After probing my go-to neighborhood source to no avail, I caught a pleasant couple from across the brook walking past my home one morning. They live in the home the woman grew up in, built about 1950 for her father on the old Poor House lot. As we got to chatting about this and that, I asked her what she knew about Punch Brook, which crosses the road a short distance from her home.
She said she and her sisters played there as kids, and that their late father often mentioned it as a remarkable rivulet that never froze. Bingo! That little speck of information set my wheels awhirl. Was the brook that never froze a neighborhood tradition? Could it have been the impetus for the name Punch Brook, because, like rum punch, it didn’t freeze even in bone-chilling cold?
I went back to my top neighborhood source, who had nothing to add, then questioned a woman whose childhood home bordered the stream and, likewise, nothing new. Neither of them had heard a whisper about the brook that didn’t freeze.
Maybe my original source’s father would have known something, but he’s been in his grave for many years, would be over 100 today. It’s possible that members of old Meadows families who still occupied historic family homes carried the fading tradition well into the 20th century before it vanished. Very possible, yet difficult to substantiate.
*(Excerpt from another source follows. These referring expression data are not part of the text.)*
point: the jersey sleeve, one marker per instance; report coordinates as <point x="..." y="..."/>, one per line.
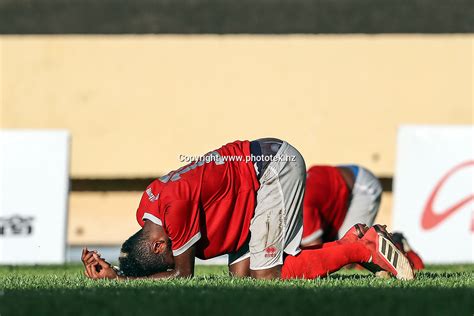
<point x="312" y="226"/>
<point x="181" y="222"/>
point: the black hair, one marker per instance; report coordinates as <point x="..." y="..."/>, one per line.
<point x="137" y="258"/>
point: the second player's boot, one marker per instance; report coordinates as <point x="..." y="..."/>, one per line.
<point x="385" y="255"/>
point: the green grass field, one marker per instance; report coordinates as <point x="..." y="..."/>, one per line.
<point x="52" y="290"/>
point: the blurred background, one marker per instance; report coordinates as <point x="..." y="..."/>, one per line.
<point x="139" y="83"/>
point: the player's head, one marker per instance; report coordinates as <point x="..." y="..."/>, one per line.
<point x="146" y="252"/>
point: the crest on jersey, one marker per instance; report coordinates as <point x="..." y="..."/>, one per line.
<point x="151" y="196"/>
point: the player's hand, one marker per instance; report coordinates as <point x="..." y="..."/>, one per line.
<point x="96" y="267"/>
<point x="87" y="257"/>
<point x="100" y="269"/>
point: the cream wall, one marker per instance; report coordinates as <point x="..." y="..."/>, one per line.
<point x="134" y="103"/>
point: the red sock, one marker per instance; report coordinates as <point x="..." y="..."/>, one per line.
<point x="313" y="263"/>
<point x="334" y="243"/>
<point x="415" y="260"/>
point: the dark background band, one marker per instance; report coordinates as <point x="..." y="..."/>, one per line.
<point x="235" y="16"/>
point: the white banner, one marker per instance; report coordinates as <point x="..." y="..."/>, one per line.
<point x="434" y="191"/>
<point x="34" y="186"/>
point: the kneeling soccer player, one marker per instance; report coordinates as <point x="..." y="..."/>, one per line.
<point x="222" y="203"/>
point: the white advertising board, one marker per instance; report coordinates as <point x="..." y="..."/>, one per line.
<point x="34" y="186"/>
<point x="434" y="191"/>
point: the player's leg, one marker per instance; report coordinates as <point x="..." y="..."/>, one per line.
<point x="239" y="263"/>
<point x="365" y="201"/>
<point x="276" y="227"/>
<point x="314" y="263"/>
<point x="402" y="244"/>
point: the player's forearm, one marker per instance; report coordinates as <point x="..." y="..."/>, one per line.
<point x="171" y="274"/>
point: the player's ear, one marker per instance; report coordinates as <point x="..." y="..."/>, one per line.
<point x="159" y="246"/>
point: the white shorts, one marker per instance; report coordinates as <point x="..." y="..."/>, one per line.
<point x="365" y="201"/>
<point x="277" y="225"/>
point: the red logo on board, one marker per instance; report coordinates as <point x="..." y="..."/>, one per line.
<point x="429" y="218"/>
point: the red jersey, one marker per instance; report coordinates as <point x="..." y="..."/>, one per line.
<point x="208" y="203"/>
<point x="325" y="203"/>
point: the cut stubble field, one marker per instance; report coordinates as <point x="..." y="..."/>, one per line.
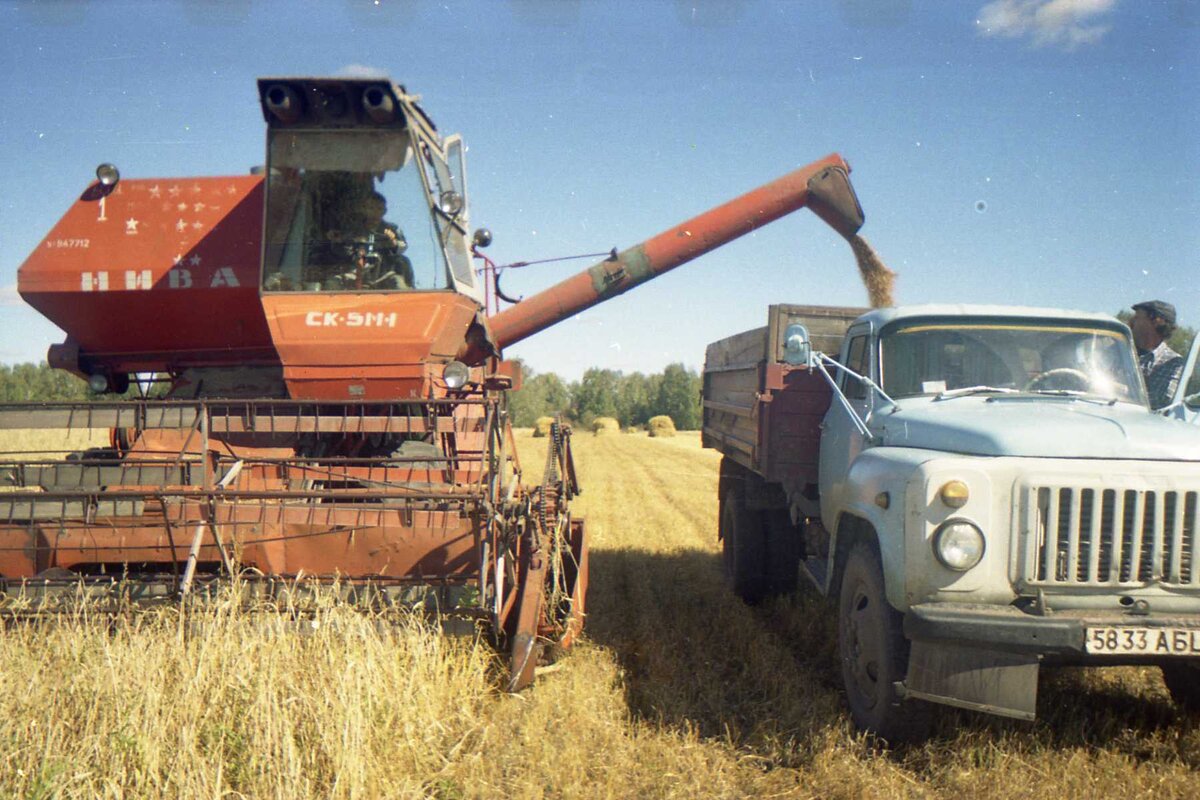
<point x="678" y="690"/>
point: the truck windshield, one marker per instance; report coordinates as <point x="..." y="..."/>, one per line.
<point x="346" y="210"/>
<point x="942" y="356"/>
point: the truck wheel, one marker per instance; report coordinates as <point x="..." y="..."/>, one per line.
<point x="743" y="547"/>
<point x="784" y="551"/>
<point x="875" y="654"/>
<point x="1182" y="681"/>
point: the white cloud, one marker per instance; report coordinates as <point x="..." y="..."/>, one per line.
<point x="360" y="71"/>
<point x="1063" y="23"/>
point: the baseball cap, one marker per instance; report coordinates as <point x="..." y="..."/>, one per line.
<point x="1159" y="308"/>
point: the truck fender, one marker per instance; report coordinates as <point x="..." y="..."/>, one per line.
<point x="861" y="523"/>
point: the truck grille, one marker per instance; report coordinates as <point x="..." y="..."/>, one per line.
<point x="1110" y="536"/>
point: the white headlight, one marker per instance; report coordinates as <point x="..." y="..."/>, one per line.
<point x="455" y="374"/>
<point x="958" y="543"/>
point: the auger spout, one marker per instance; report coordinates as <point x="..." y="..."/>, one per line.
<point x="823" y="186"/>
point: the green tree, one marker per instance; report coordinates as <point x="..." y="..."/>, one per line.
<point x="595" y="395"/>
<point x="634" y="400"/>
<point x="679" y="397"/>
<point x="540" y="395"/>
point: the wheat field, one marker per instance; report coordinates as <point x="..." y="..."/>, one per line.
<point x="677" y="691"/>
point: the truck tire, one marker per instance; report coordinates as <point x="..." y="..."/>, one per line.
<point x="743" y="546"/>
<point x="1182" y="681"/>
<point x="875" y="654"/>
<point x="784" y="549"/>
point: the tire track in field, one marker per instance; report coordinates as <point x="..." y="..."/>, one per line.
<point x="691" y="653"/>
<point x="660" y="479"/>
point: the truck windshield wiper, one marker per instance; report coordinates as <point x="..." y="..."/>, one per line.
<point x="951" y="394"/>
<point x="1074" y="394"/>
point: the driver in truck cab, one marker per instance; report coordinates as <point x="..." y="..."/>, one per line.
<point x="1152" y="324"/>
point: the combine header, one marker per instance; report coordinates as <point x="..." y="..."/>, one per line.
<point x="335" y="401"/>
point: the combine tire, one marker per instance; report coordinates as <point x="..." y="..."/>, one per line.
<point x="875" y="654"/>
<point x="1182" y="680"/>
<point x="744" y="547"/>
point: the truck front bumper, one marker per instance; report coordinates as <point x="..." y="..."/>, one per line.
<point x="1055" y="636"/>
<point x="987" y="657"/>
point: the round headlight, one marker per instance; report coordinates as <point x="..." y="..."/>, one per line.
<point x="954" y="494"/>
<point x="455" y="374"/>
<point x="107" y="174"/>
<point x="959" y="545"/>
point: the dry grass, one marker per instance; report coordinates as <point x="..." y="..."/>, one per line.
<point x="605" y="425"/>
<point x="677" y="691"/>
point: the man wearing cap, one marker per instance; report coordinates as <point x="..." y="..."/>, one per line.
<point x="1152" y="324"/>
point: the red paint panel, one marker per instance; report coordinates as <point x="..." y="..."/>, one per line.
<point x="159" y="272"/>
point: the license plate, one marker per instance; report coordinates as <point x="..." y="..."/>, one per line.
<point x="1144" y="641"/>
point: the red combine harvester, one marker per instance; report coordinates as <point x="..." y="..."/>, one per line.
<point x="336" y="397"/>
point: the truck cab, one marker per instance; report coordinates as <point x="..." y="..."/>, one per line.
<point x="990" y="493"/>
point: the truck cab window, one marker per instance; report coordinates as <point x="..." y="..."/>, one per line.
<point x="858" y="358"/>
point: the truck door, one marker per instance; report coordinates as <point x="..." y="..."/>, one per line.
<point x="1186" y="403"/>
<point x="840" y="438"/>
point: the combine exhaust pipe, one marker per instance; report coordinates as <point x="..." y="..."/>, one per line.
<point x="823" y="186"/>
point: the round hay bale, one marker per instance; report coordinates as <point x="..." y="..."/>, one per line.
<point x="660" y="426"/>
<point x="605" y="425"/>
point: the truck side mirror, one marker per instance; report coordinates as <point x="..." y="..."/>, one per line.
<point x="797" y="346"/>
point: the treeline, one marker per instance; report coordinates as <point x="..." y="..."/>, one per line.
<point x="29" y="383"/>
<point x="631" y="400"/>
<point x="39" y="383"/>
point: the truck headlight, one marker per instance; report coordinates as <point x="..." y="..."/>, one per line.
<point x="959" y="545"/>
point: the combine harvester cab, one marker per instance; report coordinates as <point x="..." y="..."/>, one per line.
<point x="335" y="402"/>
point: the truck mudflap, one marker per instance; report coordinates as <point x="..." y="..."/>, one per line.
<point x="987" y="657"/>
<point x="994" y="681"/>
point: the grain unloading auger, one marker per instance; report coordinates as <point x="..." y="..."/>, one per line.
<point x="335" y="396"/>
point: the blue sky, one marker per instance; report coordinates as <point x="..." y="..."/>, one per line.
<point x="1072" y="124"/>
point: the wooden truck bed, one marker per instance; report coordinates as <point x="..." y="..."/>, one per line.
<point x="763" y="413"/>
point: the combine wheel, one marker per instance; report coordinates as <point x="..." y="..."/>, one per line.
<point x="875" y="654"/>
<point x="743" y="546"/>
<point x="1182" y="679"/>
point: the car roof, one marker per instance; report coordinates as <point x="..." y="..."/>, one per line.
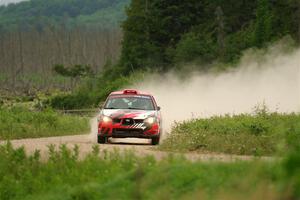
<point x="130" y="92"/>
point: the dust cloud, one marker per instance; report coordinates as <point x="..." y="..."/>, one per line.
<point x="271" y="78"/>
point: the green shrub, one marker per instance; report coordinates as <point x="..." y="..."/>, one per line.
<point x="115" y="175"/>
<point x="19" y="122"/>
<point x="259" y="134"/>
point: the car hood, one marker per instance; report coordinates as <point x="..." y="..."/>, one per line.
<point x="135" y="114"/>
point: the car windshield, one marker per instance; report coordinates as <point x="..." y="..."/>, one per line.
<point x="132" y="102"/>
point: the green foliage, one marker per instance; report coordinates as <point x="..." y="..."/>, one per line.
<point x="160" y="34"/>
<point x="70" y="13"/>
<point x="260" y="134"/>
<point x="20" y="122"/>
<point x="112" y="175"/>
<point x="263" y="24"/>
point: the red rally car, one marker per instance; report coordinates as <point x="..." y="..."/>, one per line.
<point x="130" y="114"/>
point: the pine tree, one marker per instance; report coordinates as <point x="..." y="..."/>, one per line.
<point x="263" y="26"/>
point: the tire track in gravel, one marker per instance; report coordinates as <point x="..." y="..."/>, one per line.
<point x="141" y="147"/>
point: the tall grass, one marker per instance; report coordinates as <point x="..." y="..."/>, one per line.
<point x="261" y="133"/>
<point x="111" y="175"/>
<point x="20" y="122"/>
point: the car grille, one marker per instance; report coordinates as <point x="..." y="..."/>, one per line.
<point x="127" y="132"/>
<point x="116" y="120"/>
<point x="127" y="121"/>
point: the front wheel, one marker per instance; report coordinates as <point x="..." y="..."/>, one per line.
<point x="101" y="139"/>
<point x="155" y="141"/>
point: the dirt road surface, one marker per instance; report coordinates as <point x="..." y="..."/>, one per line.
<point x="141" y="147"/>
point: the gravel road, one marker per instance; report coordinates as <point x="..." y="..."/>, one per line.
<point x="141" y="147"/>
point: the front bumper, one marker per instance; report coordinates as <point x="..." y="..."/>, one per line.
<point x="121" y="131"/>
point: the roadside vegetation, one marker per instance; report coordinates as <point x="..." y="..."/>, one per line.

Then appeared that Agrippa Wells deed reference concerning family land originally granted to his Deerfield-proprietor father. Yes, there it was, Book 19, Page 381, 1786: Punch Brook. The name was obviously well-known by then, which suggests a much earlier origin that dated back at least to Dr. Thomas Wells (1693-1743).
That brings us back to pre-settlement Upper Meadows days. Who knows? Perhaps even back to the 1704 Deerfield attack and the overnight stay by the captives, who remembered savoring its water in frigid winter darkness. Those captives who survived the perilous northern trek to return may have pointed out the campsite many times in their travels, and told of the spring that flowed freely across the frozen Indian trail. Maybe they said it flowed like rum punch on cold winter nights. Thus, the name Punch Brook that’s recorded on 19th-century maps, and on the 18th-century Wells-Stebbins deed.
Although I cannot be certain, it makes a lot of sense to me.
I wonder what the Indians called it?